I have to implement some kind of sorting based on “feed_version”, but this needs some conversion first before sorting and will be feed specific?

  • "Updated: Jan 21, 2026, 1:48 AM" → “202601210148” or “seconds since the epoch”

I could not find information about their license though

Yes, it is confusing:

If anyone in community has law background, then it would be interesting to know if this kind of logic is correct.

That is strange - feed_info.txt used to have one content line only. And if I look at these 25 lines, then there is lo logic or references.

I can only guess that 25 links here https://peatus.ee/content/teenusest are related to 25 lines at feed_info.txt. Like the first one applies to the first link. But the trouble is that no order is defined (random order on page) and there is no clear way to match them.

@Zverik Does your contact have access to some kind of manual that could explain this?

I wonder if Google maps takes the same gtfs and if they are willing to adapt. Because there is a hope that gtfs may be changed back to the way it was to cater to Google.

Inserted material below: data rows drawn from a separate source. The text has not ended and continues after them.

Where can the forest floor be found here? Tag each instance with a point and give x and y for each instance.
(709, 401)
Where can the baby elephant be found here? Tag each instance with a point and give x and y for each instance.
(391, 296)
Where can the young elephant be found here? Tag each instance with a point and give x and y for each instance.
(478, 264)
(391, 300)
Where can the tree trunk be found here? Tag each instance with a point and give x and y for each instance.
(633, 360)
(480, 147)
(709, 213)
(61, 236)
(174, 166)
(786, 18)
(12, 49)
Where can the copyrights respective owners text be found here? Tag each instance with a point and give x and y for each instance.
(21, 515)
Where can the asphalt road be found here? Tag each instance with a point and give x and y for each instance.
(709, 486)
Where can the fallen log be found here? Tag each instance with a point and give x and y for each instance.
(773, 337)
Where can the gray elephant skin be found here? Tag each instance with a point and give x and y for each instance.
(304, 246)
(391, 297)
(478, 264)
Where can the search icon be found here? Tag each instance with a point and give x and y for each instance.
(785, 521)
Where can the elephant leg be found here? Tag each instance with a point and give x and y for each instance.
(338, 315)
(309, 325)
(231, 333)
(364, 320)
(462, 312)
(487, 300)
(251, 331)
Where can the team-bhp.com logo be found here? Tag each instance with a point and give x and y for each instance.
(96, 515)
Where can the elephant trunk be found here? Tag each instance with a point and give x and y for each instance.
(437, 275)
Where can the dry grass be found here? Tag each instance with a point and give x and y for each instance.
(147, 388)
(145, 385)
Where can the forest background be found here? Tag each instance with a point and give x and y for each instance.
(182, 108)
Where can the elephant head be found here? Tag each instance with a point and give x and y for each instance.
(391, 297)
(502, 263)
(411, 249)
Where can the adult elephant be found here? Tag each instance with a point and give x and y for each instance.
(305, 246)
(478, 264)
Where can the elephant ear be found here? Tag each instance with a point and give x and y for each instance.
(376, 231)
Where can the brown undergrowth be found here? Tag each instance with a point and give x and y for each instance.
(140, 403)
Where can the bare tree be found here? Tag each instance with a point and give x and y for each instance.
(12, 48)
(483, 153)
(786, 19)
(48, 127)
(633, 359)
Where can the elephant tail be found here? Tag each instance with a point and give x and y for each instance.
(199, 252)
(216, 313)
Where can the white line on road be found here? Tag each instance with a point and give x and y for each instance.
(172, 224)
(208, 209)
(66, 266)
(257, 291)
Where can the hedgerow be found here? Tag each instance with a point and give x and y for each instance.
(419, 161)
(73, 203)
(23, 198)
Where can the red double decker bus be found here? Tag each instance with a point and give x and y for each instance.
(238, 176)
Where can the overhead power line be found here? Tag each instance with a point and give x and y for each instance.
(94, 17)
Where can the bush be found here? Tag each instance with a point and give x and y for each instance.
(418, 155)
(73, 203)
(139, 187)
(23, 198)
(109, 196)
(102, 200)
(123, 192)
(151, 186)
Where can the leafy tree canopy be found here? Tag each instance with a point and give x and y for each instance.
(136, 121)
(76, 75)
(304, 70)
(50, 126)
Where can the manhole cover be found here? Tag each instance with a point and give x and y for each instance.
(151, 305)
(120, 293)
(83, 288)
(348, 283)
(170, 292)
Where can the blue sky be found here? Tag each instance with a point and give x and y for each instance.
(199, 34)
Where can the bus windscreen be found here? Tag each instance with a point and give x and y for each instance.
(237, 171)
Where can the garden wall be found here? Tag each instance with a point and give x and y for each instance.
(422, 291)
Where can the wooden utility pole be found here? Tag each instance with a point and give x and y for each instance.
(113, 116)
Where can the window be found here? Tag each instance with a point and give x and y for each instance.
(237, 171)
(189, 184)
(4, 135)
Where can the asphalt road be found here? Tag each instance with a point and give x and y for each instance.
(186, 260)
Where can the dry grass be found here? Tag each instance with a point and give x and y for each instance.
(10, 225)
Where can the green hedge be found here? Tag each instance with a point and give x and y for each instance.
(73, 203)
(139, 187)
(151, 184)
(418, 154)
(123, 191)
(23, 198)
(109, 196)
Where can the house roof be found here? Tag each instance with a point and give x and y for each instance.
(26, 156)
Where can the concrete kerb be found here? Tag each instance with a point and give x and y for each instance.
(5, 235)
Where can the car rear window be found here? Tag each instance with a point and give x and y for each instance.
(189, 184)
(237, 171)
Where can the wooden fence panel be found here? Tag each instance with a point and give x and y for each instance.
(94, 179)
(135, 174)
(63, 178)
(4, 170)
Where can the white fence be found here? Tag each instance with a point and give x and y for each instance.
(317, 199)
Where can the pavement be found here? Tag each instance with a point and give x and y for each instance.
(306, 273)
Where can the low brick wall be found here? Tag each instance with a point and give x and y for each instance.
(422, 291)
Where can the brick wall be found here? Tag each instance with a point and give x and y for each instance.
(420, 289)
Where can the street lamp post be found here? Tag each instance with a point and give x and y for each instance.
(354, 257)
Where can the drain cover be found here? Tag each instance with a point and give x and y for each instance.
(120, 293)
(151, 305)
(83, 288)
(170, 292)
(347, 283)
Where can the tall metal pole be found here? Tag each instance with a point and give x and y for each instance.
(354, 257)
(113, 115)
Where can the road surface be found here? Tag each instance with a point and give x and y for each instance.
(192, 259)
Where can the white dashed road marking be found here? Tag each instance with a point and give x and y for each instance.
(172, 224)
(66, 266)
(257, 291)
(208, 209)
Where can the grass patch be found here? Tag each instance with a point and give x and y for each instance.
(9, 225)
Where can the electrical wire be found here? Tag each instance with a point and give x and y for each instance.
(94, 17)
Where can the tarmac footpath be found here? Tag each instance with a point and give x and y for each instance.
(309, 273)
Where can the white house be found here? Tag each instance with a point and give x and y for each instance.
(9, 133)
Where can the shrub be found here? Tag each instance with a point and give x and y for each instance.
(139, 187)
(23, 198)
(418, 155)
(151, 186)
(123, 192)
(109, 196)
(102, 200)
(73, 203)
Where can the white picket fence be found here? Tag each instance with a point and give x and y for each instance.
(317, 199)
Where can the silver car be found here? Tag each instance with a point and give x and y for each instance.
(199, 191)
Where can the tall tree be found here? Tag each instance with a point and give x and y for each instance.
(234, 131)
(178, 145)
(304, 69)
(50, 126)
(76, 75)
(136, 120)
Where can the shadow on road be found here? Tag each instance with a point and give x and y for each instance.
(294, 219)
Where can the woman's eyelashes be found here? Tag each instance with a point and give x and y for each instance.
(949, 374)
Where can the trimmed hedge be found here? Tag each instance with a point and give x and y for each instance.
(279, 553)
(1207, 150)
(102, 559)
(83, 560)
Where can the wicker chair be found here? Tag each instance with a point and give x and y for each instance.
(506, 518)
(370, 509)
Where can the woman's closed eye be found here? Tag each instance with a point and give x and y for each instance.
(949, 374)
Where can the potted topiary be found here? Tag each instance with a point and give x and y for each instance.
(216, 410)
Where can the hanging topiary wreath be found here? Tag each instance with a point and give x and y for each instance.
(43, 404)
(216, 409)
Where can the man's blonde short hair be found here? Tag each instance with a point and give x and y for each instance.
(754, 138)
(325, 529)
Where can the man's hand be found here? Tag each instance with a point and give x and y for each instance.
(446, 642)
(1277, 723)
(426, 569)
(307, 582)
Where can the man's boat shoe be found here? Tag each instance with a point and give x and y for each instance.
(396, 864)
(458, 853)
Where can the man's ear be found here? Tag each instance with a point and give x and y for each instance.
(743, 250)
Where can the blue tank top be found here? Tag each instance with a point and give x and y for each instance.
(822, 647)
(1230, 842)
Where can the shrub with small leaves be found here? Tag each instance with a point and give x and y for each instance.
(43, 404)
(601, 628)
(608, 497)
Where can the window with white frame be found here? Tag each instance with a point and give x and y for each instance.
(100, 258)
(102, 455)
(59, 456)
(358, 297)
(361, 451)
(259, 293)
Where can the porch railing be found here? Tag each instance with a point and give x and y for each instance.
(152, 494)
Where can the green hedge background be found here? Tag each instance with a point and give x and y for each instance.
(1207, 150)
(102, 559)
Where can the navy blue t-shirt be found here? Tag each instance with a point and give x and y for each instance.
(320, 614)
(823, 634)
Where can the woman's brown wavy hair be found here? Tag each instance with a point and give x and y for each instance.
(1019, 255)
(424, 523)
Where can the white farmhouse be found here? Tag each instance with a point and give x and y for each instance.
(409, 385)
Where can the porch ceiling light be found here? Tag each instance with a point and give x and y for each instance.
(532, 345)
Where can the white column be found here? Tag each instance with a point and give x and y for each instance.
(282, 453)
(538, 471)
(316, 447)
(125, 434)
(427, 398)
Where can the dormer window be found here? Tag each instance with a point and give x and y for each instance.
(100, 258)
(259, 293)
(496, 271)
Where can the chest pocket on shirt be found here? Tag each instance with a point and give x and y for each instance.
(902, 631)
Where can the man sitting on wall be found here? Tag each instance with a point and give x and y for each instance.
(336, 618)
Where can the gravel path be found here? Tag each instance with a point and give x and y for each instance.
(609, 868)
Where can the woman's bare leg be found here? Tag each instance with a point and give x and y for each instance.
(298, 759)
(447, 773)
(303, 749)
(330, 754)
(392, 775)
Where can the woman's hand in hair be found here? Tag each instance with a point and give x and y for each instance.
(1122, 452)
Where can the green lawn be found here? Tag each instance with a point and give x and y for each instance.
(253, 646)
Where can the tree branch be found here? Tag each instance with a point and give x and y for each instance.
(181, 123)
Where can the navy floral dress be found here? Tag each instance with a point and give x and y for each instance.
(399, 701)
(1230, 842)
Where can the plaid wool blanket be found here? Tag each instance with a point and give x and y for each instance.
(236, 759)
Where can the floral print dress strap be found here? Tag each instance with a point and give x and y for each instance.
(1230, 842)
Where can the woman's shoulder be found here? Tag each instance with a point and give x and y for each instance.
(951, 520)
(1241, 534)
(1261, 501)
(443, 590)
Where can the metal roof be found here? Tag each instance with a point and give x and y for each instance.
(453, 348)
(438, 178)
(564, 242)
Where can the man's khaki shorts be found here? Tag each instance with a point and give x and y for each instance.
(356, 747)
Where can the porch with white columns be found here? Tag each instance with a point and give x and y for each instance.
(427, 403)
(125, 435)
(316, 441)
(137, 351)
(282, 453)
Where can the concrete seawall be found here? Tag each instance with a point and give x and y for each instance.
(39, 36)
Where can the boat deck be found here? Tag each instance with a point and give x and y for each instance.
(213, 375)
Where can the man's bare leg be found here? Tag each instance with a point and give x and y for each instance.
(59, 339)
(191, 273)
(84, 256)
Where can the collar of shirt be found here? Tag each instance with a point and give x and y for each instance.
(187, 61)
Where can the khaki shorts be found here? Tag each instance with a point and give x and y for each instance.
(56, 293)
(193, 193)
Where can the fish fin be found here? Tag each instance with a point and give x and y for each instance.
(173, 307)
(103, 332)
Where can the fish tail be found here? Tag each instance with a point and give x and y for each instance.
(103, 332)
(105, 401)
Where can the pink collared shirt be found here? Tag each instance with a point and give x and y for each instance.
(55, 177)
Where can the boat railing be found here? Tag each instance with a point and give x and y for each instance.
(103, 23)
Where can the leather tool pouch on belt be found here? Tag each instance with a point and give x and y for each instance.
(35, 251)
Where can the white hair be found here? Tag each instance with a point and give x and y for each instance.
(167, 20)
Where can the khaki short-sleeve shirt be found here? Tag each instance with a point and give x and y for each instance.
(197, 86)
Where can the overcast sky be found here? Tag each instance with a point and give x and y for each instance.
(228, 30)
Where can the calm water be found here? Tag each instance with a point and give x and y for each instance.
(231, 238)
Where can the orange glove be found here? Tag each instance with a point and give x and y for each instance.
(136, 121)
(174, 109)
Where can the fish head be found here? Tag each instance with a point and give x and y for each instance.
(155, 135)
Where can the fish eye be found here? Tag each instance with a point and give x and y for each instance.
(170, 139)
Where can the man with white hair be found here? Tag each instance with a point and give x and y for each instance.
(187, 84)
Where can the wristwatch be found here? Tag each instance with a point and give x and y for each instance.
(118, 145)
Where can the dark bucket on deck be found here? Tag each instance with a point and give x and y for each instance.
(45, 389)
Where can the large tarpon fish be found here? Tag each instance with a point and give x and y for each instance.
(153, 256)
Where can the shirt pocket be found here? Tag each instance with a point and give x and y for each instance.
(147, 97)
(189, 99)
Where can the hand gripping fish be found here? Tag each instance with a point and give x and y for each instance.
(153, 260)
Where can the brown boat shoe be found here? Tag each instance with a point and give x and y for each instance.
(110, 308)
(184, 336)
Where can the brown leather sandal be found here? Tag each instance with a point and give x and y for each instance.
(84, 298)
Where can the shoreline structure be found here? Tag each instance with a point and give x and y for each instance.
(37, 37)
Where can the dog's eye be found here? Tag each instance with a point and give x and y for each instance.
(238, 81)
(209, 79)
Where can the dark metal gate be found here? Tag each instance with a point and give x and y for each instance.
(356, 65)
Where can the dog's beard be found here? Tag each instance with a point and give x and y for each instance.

I checked the wiki on GTFS - OpenStreetMap Wiki and found that the Estonian GTFS feed (or 25 feeds in the new scheme?) is not (yet) listed in List of GTFS feeds - OpenStreetMap Wiki - would it make sense to add it here, and if so, using which URL(s)?

The GTFS wiki page also discusses the tagging standard, and - among other things - lists gtfs_id as deprecated: Key:gtfs_id - OpenStreetMap Wiki This is used quite a bit on the Estonian stops, and also gtfs:id can be found. Would it make sense to change this to the current tagging standard? Apparently there exist different approaches, either using plain gtfs:stop_id and gtfs:stop_id:FEED_ID, where the latter is the ID of the feed in the list above. Is there any preference?

Up to you!

The tag 'gtfs:stop_id:FEED_ID' does not require a second tag 'gtfs:feed'='FEED_ID' being set also. That’s the main advantage. A Stop-ID without the information to which GTFS feed it belongs doesn’t help.

At least 'gtfs:stop_id:FEED_ID' is required if a stop is used by two or more networks/associations providing their own GTFS feeds.

Thanks! I think I’ll go with gtfs:stop_id:FEED_ID and come up with a suitable FEED_ID then - it seems indeed simpler to me.